In the 1950s, Indonesia—the world’s largest Muslim-majority country and its fourth most populous—placed itself firmly on the side of the Arab world and what was then known as the “nonaligned bloc” against Israel. But in the 1980s, Jakarta began buying military equipment from Israel; civilian commerce, and then other forms of cooperation, followed. The two countries, however, still do not have formal diplomatic relations. Amotz Asa-El delves into this history, identifies a clear pattern of ever-warmer ties, and argues that Indonesia should, and perhaps will, follow in the footsteps of the UAE, Bahrain, and others:
Back when Indonesia chose to treat Israel as a mistress, rendezvousing with it only in the dark, the Jewish state was still ostracized by two superpowers, China and the Soviet Union, as well as the rest of the Eastern Bloc, and also India, which until 1992 refused to admit an Israeli ambassador. Today this history is so distant that to younger Israelis it sounds like prehistory.
This means that by shunning Israel the way it does, Indonesia is relegating itself to the company of economic laggards like Pakistan, Afghanistan, and Bangladesh. Indonesia, with 270 million people sprawled on more than 17,000 islands between Oceania and China, is in a position to become a major world power. Shunning Israel will not serve that cause.
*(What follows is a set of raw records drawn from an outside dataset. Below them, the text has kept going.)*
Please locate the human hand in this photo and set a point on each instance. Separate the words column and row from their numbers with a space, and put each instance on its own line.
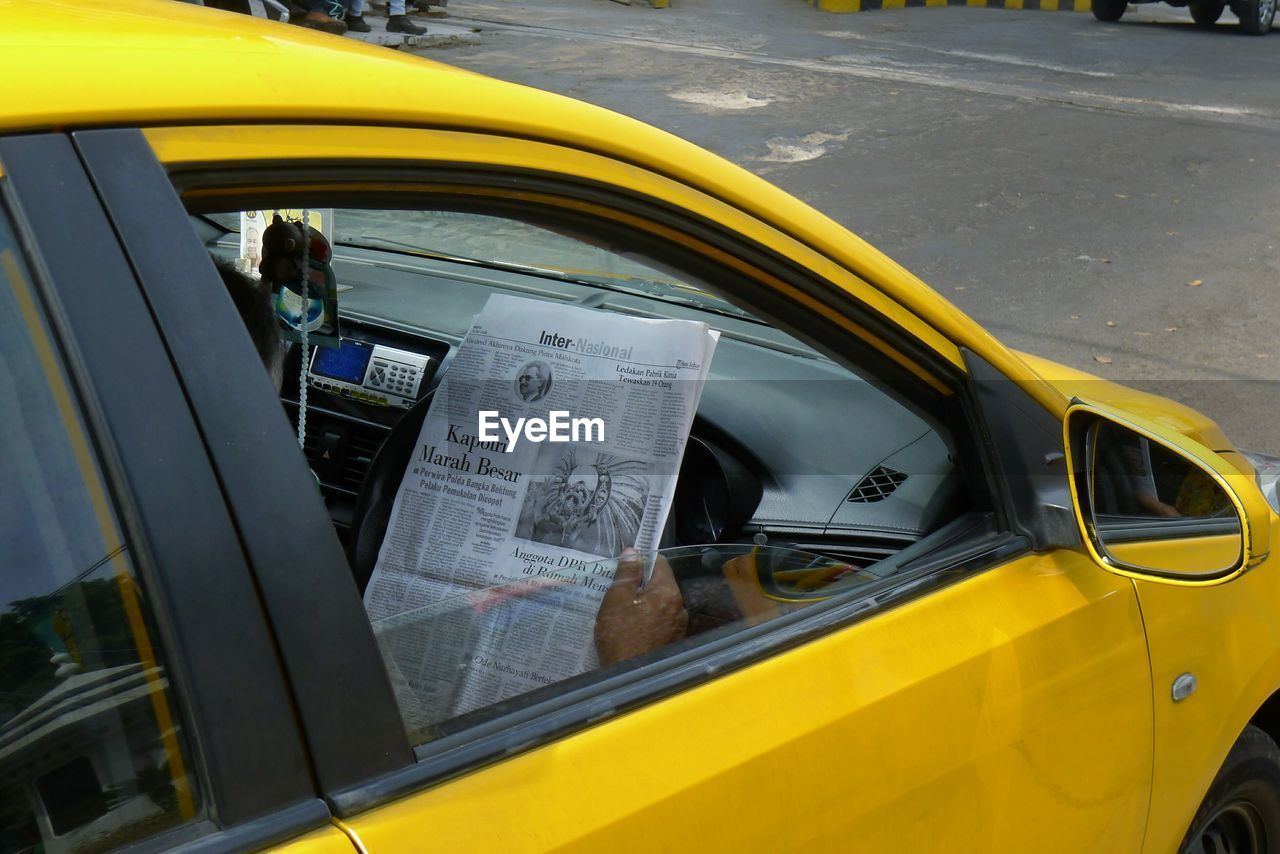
column 631, row 620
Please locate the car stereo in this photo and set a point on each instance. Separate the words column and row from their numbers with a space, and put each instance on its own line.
column 370, row 373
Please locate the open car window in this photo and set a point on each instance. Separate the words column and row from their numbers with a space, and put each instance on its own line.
column 799, row 483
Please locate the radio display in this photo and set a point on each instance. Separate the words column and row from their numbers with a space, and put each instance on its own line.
column 347, row 362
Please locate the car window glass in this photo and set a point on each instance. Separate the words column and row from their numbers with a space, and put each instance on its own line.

Like almost any other country, Indonesia is threatened by Islamist violence. But unlike any other country, it is in a position, as the world’s largest Muslim-majority state, to inspire a great reconciliation between Islam and the rest of mankind. That is indeed what its leaders seem to be aiming for.
However, shunning the Jewish state is, for millions of Jews worldwide, an affront, and thus hampers Indonesia’s potential role as a leader of . . . interreligious reconciliation. This is Indonesia’s strategic calling, and its leaders know this. That is why the next Abraham Accords will be signed between the world’s largest Muslim domain, and only Jewish state.